Is your graph of flight time (red) saying you obtained >40 min with 5 batteries in parallel?
I think that is what your data is saying.
Why not go ahead and do 2 and 3 batteries? (or did you and left out the data points?)
Regardless, thank you for the effort and information.
That is indeed what the graph is saying. We didn't do 2 and 3 batteries simply because we didn't have the time. We were only intersted in finding the optimal point which we were lucky and ended up finding in the first 3 tries! I hope this information is somewhat useful. I should be able to mod the data in such a way that you can optimize your vehicle based on the power densities of the batteries. That may make things a little more generic and useful.
ok, one question though. Did you run the batteries for a full flight as you ramped up more batteries in parallel. Your write indicates you added batteries and then calculated based on current draw. Did you in fact time the full flights? Its hard to tell from your write up whether you actually did the full flights for each battery count to yield the data.

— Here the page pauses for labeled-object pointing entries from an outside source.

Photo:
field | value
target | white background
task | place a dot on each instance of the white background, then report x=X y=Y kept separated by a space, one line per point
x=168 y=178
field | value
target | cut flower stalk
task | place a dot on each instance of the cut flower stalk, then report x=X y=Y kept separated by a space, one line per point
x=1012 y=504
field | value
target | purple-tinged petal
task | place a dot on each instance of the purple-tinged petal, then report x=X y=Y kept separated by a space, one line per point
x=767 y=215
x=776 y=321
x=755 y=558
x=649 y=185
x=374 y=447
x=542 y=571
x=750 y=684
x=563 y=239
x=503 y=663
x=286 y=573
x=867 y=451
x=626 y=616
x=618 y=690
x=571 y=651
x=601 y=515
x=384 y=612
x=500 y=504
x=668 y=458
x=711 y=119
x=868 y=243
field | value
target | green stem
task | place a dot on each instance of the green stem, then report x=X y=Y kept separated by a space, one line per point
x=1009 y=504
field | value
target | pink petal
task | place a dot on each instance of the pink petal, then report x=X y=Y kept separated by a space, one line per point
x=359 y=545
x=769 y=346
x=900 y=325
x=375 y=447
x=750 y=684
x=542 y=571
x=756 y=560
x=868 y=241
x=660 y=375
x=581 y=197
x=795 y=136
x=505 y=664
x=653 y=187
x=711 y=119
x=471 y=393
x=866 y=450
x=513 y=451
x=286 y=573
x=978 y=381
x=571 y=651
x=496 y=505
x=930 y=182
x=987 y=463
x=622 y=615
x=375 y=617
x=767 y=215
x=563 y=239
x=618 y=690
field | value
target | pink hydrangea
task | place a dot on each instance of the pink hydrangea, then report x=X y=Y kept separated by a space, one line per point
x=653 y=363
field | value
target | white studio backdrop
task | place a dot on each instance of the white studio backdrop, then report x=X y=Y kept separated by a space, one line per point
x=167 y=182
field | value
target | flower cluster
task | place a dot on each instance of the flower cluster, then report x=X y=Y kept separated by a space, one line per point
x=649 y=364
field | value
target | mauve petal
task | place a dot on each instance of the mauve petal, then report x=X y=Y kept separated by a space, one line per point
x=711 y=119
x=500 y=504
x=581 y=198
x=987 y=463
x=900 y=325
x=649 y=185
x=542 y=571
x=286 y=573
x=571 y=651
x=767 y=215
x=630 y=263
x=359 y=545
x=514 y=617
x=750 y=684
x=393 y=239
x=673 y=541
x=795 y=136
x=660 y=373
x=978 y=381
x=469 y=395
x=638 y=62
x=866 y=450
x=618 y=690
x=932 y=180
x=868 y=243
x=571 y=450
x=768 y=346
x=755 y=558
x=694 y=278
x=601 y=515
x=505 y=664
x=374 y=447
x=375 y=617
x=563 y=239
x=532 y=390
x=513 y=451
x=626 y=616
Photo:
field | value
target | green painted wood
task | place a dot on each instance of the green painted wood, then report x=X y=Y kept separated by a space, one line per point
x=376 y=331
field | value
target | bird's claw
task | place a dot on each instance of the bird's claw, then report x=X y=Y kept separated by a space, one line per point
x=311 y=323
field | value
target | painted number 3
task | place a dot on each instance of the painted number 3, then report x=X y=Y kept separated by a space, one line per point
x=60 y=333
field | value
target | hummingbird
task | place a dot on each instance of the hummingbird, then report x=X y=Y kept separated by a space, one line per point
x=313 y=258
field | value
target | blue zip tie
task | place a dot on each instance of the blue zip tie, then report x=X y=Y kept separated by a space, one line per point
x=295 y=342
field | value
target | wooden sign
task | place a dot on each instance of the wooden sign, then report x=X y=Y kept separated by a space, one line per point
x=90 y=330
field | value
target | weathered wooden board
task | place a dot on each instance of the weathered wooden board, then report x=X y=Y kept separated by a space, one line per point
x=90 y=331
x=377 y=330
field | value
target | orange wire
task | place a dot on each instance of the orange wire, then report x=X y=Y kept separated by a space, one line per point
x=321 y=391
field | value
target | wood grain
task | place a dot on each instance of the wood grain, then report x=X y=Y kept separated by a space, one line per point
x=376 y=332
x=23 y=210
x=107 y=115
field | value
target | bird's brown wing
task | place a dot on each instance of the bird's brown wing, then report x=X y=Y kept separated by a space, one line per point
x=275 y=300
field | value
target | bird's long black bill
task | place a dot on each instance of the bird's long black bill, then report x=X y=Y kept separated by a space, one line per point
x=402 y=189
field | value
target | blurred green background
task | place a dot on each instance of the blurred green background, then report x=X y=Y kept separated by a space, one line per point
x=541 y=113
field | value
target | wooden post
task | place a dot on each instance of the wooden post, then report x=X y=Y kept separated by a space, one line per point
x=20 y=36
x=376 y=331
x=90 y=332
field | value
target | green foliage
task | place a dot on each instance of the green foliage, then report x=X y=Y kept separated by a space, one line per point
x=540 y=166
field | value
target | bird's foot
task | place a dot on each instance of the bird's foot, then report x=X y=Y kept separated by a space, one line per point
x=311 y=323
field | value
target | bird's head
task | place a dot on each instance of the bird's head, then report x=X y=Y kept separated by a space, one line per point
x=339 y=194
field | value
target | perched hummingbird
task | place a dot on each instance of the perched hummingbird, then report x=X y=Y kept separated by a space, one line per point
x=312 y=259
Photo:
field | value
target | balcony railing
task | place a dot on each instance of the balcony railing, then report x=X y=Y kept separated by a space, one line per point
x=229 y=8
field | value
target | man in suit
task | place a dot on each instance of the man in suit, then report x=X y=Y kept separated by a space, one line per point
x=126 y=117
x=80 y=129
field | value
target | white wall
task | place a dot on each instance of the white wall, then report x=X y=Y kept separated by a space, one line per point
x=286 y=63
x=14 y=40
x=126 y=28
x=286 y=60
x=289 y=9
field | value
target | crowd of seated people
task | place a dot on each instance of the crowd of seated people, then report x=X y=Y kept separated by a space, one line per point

If you did not, then I would suggest you do. The data may not be the same, I have seen as batteries drain the quad has to do more throttle increase to maintain hover, this causes a amp increase and this causes the batteries to drain quicker from mid-flight until the end of the flight. Ultimately this reduces the flight time as you go through mid-flight to end. If you did full flights then this is moot, but if you didn't then your data is not taking into account this situation of throttle increase from mid-flight. All FCs have to do this to compensate to maintain GPS hover or alt-hold hover. When I test my quads and ottos and hexas, i leave it at 50% throttle and put it into one of these modes, this guarantees I will get a good data analysis of flight time and represents what the FC must do to keep the quad in hover and level flight through out the whole flight. Again this is assuming you did not do full flights with each battery setup you reference above in the graph.
For the interest of time, we did not do full duration testing. I think you are 100% correct in your statement. We will do full duration testing at some point and update as needed. Thanks for the input!